Crowded cosmos: Universe contains 2 trillion galaxies, 10x more than previously thought – study
The finding wasn't easy to come by. An international team of scientists examined deep space images taken by the Hubble from over the past 20 years, and converted them into 3D pictures. From there, they measured the number of galaxies at different times in the history of the universe, going back more than 13 billion years – near the time of the 'Big Bang.'
The researchers, led by Christopher Conselice of the University of Nottingham, also used new mathematical models which allowed them to infer the existence of galaxies which telescopes cannot observe. The team’s findings are detailed in the Astrophysical Journal.
For the number of galaxies we now see and their numbers to add up, the researchers concluded that there must be a further 90 percent of galaxies in the observable universe that are too faint and too far away to be seen.
This amounts to there being, at a minimum, two trillion galaxies – at least 10 times more than scientists previously believed.
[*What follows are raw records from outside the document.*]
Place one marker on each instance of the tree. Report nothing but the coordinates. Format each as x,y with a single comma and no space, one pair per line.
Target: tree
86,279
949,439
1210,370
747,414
Past observations had estimated the number to be around 100 billion.
“It boggles the mind that over 90 percent of the galaxies in the universe have yet to be studied. Who knows what interesting properties we will find when we discover these galaxies with future generations of telescopes? In the near future, the James Webb Space Telescope will be able to study these ultra-faint galaxies,” Conselice said in a statement.
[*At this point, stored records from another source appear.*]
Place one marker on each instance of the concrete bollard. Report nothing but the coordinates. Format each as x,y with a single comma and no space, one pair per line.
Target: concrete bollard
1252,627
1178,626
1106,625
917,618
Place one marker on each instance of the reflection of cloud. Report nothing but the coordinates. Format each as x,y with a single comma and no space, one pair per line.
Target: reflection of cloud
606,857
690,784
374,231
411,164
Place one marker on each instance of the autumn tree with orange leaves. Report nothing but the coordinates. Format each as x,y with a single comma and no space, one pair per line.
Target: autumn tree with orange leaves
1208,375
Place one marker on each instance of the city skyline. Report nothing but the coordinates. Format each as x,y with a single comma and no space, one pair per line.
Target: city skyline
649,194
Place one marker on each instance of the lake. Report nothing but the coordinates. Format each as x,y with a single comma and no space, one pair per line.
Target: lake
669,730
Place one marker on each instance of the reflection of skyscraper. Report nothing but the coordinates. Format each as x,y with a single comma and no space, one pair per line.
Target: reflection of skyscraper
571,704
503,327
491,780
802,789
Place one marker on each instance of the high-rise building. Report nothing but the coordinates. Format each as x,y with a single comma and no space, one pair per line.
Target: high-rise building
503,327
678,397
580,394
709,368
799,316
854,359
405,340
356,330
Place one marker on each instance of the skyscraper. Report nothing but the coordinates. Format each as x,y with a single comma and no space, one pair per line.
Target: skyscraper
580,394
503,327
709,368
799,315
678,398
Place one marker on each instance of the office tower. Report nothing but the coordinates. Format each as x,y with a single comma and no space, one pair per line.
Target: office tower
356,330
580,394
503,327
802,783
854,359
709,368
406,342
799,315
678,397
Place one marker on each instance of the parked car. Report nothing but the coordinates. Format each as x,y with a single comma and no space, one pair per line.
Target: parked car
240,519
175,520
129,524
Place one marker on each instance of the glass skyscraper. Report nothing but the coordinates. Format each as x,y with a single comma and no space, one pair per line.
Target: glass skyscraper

The smaller galaxies, according to Conselice, merged into the larger galaxies which we can now observe. This means that when the universe was only a few billion years old, there were 10 times as many galaxies in a given volume of space as there are today.
This fact, according to Conselice, shows evidence of “galaxy evolution.”
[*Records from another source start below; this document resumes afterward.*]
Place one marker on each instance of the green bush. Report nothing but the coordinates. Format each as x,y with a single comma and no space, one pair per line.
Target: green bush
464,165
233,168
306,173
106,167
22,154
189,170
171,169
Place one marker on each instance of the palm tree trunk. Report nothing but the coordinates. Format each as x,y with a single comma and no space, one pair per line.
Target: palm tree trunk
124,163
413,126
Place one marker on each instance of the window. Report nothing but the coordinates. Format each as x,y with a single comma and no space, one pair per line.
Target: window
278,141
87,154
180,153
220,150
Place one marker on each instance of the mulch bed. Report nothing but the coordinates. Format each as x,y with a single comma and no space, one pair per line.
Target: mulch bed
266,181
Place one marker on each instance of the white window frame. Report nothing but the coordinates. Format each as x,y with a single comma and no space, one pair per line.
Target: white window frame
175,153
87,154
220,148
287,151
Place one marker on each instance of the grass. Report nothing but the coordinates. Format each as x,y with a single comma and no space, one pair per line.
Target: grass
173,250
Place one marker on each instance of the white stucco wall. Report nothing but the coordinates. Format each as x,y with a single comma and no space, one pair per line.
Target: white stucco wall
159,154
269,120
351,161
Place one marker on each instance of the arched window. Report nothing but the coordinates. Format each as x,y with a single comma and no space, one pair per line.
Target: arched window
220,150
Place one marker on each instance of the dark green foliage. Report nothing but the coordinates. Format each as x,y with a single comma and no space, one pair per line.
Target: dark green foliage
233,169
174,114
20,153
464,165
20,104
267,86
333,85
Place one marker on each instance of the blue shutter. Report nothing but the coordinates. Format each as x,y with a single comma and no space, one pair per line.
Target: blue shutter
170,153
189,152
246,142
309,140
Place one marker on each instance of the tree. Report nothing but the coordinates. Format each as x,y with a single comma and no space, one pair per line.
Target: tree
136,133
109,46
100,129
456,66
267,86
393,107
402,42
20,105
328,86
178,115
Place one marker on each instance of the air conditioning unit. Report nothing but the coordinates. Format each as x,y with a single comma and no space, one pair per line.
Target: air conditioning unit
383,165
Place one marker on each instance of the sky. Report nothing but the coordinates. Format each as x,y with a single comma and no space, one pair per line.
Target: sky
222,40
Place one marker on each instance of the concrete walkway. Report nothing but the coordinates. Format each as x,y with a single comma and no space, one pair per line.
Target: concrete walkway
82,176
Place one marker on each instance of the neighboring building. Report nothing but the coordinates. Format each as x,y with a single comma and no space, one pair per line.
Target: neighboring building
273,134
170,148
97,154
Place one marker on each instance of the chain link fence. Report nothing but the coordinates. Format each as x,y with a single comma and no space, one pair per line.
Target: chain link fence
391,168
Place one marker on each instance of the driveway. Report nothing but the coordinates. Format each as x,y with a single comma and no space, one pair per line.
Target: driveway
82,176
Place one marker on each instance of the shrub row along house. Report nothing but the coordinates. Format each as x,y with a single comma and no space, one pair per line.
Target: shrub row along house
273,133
"These results are powerful evidence that a significant galaxy evolution has taken place throughout the universe's history, which dramatically reduced the number of galaxies through mergers between them – thus reducing their total number. This gives us a verification of the so-called top-down formation of structure in the universe," explained Conselice.
The decreasing number of galaxies also contributes to the Olbers’ paradox, which begs the question “Why is the sky dark at night if the universe contains an infinity of stars?”
The researchers concluded that there is such an abundance of galaxies that every patch in the sky, in principle, contains part of a galaxy. However, starlight from the galaxies is invisible to the human eye and most modern telescopes, due to factors which reduce visible and ultraviolet light in the universe.